Les développements récents et les instruments internationaux cités plus haut invitent à reconsidérer le récit sur l’exclusivité souveraine, dès lors que les droits humains fondamentaux sont en jeu. Ils renforcent également la responsabilité de la communauté internationale, en vertu du droit international des droits humains et du droit humanitaire, de protéger les populations civiles, de garantir l’obligation de rendre des comptes et de défendre le droit à l’autodétermination, comme le prévoit l’article 1 commun au Pacte international relatif aux droits civils et politiques et au Pacte international relatif aux droits économiques, sociaux et culturels, tous deux ratifiés par l’Inde.

En outre, l’avis consultatif sur le Kosovo rendu par la Cour internationale de justice en 2010 affirme que le droit international n’interdit pas les expressions de la volonté politique, en particulier dans des contextes d’exclusion prolongée des instances de représentation reconnues. Bien qu’il ne crée pas un droit général, l’avis souligne que de telles aspirations ne peuvent être rejetées sur la base d’affirmations de souveraineté territoriale.

Droits humains et crise démocratique

La situation des droits humains au Cachemire sous administration indienne s’est fortement détériorée depuis l’abrogation de l’article 370 de la Constitution indienne en 2019. Les détentions arbitraires dans le cadre de la loi sur la sécurité publique, l’utilisation abusive de la loi sur les activités illégales (prévention), les coupures d’Internet, la suppression de la dissidence pacifique et la criminalisation des défenseur·es des droits humains,, des des journalistes et des acteurs et actrices de la société civile sont devenues systématiques. Ces mesures continuent de restreindre la capacité des Cachemiri·es à participer à la vie politique, à s’exprimer et à se réunir, érodant les conditions d’une réelle participation au futur de la région.
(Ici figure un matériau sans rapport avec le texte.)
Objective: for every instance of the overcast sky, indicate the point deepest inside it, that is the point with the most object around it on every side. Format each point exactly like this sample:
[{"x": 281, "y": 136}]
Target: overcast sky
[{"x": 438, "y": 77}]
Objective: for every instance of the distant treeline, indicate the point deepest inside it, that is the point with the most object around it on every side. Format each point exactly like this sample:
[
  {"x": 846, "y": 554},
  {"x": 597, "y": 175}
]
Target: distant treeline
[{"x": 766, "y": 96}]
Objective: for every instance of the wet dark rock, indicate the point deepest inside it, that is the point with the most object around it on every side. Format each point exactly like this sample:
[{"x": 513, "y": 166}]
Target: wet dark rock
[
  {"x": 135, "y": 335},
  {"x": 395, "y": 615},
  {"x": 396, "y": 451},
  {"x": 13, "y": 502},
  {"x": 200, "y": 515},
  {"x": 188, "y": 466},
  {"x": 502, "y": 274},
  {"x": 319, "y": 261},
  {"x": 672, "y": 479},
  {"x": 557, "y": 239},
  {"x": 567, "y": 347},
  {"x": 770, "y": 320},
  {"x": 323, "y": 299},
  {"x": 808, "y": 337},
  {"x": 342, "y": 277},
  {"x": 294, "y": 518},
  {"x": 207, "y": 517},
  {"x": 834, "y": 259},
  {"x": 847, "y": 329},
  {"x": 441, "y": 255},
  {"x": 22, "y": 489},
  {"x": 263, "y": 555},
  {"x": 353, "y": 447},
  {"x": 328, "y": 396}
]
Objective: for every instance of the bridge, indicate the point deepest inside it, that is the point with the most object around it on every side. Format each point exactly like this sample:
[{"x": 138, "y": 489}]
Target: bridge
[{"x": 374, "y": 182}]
Au Cachemire sous administration pakistanaise, si la répression directe de l’État est moins visible, les restrictions constantes à la participation politique, à la liberté d’expression et à la gouvernance locale continuent de mettre à mal les droits à la démocratie. Les observateurs internationaux – y compris le Parlement européen et les organisations comme Human Rights Watch – ont fait remonter leurs préoccupations sur les restrictions imposées aux médias indépendants, au pluralisme politique et la marginalisation des groupes minoritaires.
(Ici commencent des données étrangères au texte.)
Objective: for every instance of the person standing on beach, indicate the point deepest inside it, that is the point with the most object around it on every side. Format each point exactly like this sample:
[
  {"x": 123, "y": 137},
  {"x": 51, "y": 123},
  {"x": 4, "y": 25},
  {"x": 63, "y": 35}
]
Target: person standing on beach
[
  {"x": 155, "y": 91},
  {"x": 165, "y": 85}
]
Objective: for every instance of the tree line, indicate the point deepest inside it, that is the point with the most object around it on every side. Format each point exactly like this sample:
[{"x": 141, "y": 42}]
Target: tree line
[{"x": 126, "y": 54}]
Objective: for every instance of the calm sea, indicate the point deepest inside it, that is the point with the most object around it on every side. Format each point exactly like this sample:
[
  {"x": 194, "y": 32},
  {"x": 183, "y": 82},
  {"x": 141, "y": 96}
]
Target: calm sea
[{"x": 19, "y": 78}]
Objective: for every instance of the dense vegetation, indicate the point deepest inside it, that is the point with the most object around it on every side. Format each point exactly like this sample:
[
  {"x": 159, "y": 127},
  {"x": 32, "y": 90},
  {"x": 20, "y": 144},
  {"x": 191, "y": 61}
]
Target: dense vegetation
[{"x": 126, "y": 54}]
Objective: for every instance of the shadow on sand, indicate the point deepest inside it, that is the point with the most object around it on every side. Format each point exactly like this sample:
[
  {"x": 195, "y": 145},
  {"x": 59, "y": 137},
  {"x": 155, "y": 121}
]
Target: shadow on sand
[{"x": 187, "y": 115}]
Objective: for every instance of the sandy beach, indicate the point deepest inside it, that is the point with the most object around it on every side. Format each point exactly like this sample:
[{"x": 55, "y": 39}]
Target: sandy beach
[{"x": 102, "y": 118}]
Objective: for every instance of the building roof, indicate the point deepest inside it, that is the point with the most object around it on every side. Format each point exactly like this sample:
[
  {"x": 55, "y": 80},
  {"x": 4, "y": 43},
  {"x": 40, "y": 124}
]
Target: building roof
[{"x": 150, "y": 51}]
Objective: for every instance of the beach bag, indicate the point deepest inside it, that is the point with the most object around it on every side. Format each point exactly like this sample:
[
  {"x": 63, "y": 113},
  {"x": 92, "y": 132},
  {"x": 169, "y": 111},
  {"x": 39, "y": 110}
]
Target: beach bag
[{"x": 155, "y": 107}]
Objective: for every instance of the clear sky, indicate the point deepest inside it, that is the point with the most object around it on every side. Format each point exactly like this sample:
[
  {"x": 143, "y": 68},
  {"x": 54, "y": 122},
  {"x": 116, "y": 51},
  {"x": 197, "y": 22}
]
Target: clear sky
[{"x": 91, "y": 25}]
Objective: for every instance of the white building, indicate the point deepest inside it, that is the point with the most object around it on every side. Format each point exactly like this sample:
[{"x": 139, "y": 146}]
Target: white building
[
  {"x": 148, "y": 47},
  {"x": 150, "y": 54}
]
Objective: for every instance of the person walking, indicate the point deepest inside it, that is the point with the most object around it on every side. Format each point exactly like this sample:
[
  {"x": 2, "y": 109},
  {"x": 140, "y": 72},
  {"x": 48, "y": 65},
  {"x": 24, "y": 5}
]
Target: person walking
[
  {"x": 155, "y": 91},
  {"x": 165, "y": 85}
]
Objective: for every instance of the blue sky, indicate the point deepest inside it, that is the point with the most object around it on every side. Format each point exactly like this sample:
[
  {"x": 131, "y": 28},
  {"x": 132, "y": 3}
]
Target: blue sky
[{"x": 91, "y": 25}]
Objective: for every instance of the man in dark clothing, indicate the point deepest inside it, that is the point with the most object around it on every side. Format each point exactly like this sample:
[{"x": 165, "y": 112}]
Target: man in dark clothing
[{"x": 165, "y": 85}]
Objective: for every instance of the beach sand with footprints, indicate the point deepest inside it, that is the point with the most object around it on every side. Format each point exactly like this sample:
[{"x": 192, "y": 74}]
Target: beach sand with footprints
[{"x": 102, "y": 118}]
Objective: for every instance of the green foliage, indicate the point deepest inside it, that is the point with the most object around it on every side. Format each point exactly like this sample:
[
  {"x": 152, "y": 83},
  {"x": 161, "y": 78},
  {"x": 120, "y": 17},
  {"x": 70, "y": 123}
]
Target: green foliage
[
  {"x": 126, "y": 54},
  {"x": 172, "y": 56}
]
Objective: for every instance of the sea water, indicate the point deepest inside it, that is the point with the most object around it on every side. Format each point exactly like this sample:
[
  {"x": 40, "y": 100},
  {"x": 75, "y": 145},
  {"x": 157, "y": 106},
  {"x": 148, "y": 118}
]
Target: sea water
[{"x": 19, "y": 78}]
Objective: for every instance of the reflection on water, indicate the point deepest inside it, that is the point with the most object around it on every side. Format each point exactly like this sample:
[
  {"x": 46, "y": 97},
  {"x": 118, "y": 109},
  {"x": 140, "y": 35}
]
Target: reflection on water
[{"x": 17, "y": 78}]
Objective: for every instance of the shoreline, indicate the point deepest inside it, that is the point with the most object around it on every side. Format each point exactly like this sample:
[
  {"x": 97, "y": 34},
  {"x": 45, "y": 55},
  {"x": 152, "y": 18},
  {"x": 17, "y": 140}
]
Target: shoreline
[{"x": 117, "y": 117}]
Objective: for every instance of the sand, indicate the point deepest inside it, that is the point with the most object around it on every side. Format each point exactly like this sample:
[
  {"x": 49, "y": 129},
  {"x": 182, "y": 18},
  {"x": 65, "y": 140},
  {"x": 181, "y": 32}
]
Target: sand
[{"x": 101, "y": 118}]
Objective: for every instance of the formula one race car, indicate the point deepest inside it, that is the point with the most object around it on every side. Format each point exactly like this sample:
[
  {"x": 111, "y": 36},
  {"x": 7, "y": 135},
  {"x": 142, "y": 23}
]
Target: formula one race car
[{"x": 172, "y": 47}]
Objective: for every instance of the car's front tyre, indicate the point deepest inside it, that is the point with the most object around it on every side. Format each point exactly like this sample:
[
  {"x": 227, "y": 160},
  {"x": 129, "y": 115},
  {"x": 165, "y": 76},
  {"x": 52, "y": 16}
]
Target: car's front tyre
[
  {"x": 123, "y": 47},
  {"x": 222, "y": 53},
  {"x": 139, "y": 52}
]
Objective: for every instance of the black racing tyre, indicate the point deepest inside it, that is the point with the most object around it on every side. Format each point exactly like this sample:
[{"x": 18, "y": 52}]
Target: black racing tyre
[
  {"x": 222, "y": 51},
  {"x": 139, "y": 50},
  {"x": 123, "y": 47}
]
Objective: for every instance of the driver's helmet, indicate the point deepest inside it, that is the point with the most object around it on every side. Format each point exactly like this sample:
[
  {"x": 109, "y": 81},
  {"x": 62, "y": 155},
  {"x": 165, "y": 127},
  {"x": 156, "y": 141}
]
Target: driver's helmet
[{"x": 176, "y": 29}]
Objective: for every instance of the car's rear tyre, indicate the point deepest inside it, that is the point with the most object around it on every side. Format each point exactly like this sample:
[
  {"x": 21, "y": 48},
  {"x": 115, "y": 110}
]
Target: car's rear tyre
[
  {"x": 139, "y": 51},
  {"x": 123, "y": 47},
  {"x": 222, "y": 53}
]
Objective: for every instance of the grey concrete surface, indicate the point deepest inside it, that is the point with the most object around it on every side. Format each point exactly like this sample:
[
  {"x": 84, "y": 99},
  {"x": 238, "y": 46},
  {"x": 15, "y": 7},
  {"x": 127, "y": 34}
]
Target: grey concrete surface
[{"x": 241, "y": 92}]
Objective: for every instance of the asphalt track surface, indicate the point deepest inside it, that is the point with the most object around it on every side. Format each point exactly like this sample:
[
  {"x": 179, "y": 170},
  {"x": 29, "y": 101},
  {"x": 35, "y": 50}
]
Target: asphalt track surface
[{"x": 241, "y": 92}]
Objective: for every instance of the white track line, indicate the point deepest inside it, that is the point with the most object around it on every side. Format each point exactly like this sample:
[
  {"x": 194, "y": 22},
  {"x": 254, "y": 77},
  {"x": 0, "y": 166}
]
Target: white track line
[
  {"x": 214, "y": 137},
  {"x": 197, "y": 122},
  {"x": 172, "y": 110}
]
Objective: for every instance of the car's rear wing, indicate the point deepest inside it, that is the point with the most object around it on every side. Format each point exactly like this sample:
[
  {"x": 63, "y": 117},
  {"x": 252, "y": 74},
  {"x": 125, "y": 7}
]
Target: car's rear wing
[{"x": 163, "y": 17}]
Les communautés frontalières situées le long de la ligne de contrôle vivent dans la peur permanente – déplacées, traumatisées et réduites au silence par un conflit qu’elles n’ont pas choisi.
« Les Cachemiri·es ne sont pas des récepteurs passifs dans la gestion du conflit ; ce sont des sujets de droits dont les actions collectives, les aspirations politiques et les expériences vécues sont étouffées depuis longtemps par la répression nationale et la négligence internationale », déclare Mme Bacalso.
« Aucune solution au conflit du Cachemire ne pourra être considérée comme légitime, durable ou conforme au droit sans la participation pleine et entière, libre et informée des Cachemiri·es », ajoute Mme Rousselot.

Appel à l’action

Le FORUM-ASIA et la FIDH appellent le HCDH et les procédures spéciales pertinentes du Conseil des droits de l’homme à lancer d’urgence une enquête complète, indépendante et internationale sur les violations des droits humains qui sont en cours au Cachemire administré par l’Inde et le Pakistan, conformément aux recommandations formulées par le HCDH en 2018 et 2019.

Nous exhortons les États membres des Nations unies à travailler de manière constructive avec toutes les parties. De même, nous leur demandons de soutenir un processus de paix multilatéral, basé sur les droits, centré sur la détermination politique cachemirie et fondé sur les obligations juridiques internationales, y compris le droit à l’autodétermination.

Nous appelons la société civile mondiale à renforcer sa solidarité avec les Cachemiri·es – en particulier les défenseur·es des droits humains incarcéré·es, les journalistes indépendant·es et les organisations locales de la société civile – qui continuent de faire l’objet d’une répression ciblée.

Nous appelons à la résistance collective face à l’utilisation abusive des cadres juridiques, au déploiement de politiques sécuritaires, à la criminalisation de la dissidence, à la censure et à la surveillance de masse.